BeStSel: analysis site for protein CD spectra-2025 update

Abstract

Circular dichroism (CD) spectroscopy is a widely used technique to characterize the secondary structure composition of proteins. We have developed the Beta Structure Selection (BeStSel) method (PNAS, 112, E3095), which solves the main problem of protein CD spectroscopy-namely, the spectral variability of β-structures. The BeStSel web server utilizes this method to provide tools to the community for CD spectrum analysis. BeStSel uniquely provides information on eight secondary structure components, including parallel β-structure and antiparallel β-sheets with three different twist groups. It outperforms all available methods in accuracy and information content, and is also able to predict protein folds down to the topology/homology level of the CATH classification.

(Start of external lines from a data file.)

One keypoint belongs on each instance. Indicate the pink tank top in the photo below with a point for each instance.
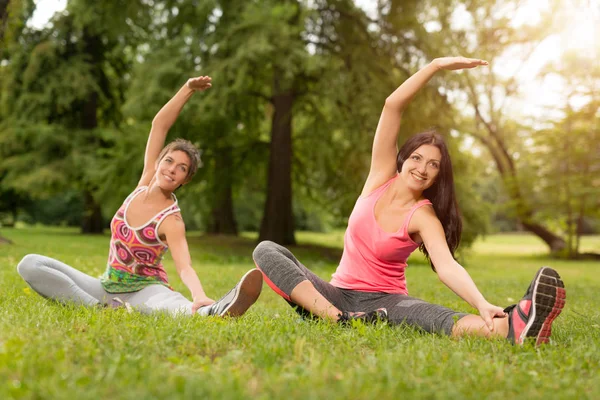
(135, 256)
(373, 259)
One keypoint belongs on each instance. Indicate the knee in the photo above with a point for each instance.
(28, 266)
(264, 249)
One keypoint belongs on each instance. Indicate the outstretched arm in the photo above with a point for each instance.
(385, 143)
(163, 121)
(450, 272)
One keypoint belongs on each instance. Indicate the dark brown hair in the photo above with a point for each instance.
(188, 148)
(441, 194)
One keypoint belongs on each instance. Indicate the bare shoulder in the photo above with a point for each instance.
(423, 218)
(375, 181)
(173, 223)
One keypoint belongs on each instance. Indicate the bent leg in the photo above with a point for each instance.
(158, 298)
(58, 281)
(405, 309)
(297, 284)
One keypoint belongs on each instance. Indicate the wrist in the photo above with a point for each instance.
(481, 303)
(199, 296)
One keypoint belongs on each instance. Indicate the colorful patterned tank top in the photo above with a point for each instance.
(135, 256)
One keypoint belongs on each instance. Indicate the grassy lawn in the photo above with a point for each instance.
(52, 351)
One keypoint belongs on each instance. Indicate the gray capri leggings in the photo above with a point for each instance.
(283, 272)
(58, 281)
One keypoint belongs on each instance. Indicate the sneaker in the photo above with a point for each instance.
(239, 299)
(346, 318)
(532, 317)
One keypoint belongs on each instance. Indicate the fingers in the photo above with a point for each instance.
(488, 321)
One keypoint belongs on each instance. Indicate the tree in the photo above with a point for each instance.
(63, 88)
(566, 153)
(489, 35)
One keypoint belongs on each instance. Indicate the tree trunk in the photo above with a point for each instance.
(278, 219)
(222, 216)
(92, 215)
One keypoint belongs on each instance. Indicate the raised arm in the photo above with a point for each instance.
(385, 143)
(163, 121)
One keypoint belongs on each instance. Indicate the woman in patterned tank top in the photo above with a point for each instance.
(408, 202)
(147, 224)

The algorithm has been further developed, and the accuracy of the estimation of the secondary structure elements is improved by 0.7% as an average on the reference dataset. A new module of the web server calculates protein stability from the thermal denaturation profile followed by CD. Secondary structure calculations of uploaded PDB and mmcif files support the experimental verification of MD simulations and AlphaFold models by CD spectroscopy. Well-proven modules for disorder-order classification and extinction coefficient calculation continue to work. The BeStSel server is freely accessible at https://bestsel.elte.hu.

Graphical Abstract

Figure 1.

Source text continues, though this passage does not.